Daschbach joined the firm in 2011, bringing an extensive background in the three main practice areas at Jones Swanson—environmental, commercial and international law.
She explained that she didn’t necessarily choose the areas of law she wanted to practice in but was guided into them through the cases she was assigned to.
“A good lawyer practices what’s in front of them,” Daschbach says. “We look for those cases that are high risk and that are intellectually stimulating with clients who really have a problem in front of them. The value of these cases is so significant for these clients.”
After graduating from Tulane University Law School, she practiced with the defense firm Sher Garner Cahill Richter Klein and Hilbert in New Orleans in construction litigation for five years. She then moved to New York City where she completed a master’s degree in comparative law at Columbia University.
She came back to New Orleans and joined Jones Swanson where she “slid over to the environmental side of law,” in 2011 leading the firm’s environmental litigation team.
“I fell into it with the aim of bringing structure and project management to a group of people,” she said. “I have been learning on the fly from managing this group and have since started managing our international practice that we started as well.”
In 2013, Daschbach led the firm’s landmark Southeast Louisiana Flood Protection Authority- East case against 97 oil companies.
“It was an enormous undertaking in every way,” she says. “We also were responsible for coordinating three different law firms, 20 lawyers and dozens of lobbyists. There was a political part of the case, the legal side and then communications part.”
She described how every day was new and brought “different bills that were targeting this legislation,” adding that the firm “had an enormous amount of blowback.”

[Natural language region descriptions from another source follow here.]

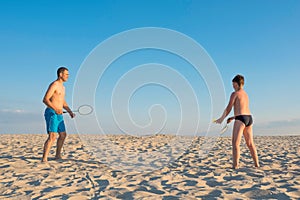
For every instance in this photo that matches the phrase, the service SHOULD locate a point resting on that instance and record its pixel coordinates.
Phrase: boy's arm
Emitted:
(227, 109)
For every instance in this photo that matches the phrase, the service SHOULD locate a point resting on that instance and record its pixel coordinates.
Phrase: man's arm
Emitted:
(228, 108)
(66, 107)
(47, 98)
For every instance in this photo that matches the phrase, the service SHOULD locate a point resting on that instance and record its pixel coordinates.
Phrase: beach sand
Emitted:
(83, 175)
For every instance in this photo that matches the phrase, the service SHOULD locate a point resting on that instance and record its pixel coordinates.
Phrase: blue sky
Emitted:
(259, 39)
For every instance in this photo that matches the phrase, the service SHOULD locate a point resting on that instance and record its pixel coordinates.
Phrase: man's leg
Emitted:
(60, 143)
(47, 146)
(236, 140)
(250, 143)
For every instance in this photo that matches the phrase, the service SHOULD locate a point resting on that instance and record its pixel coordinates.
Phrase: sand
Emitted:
(83, 174)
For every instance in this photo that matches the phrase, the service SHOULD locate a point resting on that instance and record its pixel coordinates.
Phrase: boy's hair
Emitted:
(239, 79)
(60, 70)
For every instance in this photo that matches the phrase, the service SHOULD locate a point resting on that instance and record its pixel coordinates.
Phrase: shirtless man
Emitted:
(243, 121)
(55, 102)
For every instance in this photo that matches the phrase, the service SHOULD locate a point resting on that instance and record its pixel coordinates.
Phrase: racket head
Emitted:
(85, 109)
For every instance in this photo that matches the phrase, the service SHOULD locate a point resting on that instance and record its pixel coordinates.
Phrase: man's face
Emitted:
(235, 86)
(64, 75)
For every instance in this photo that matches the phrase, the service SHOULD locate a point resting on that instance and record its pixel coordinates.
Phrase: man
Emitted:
(55, 102)
(243, 121)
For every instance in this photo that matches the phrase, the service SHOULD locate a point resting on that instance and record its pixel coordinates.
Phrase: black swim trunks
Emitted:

“Not only did I come out of that as a different kind of lawyer with new competencies, but we were all different because of it. Our understanding of joint ventures is so much more mature,” she said. “When you represent a cause and a public body you have the inside information for something that is critical for the community. That enables us to educate, which became particularly important because you need to make sure the constituents understand.”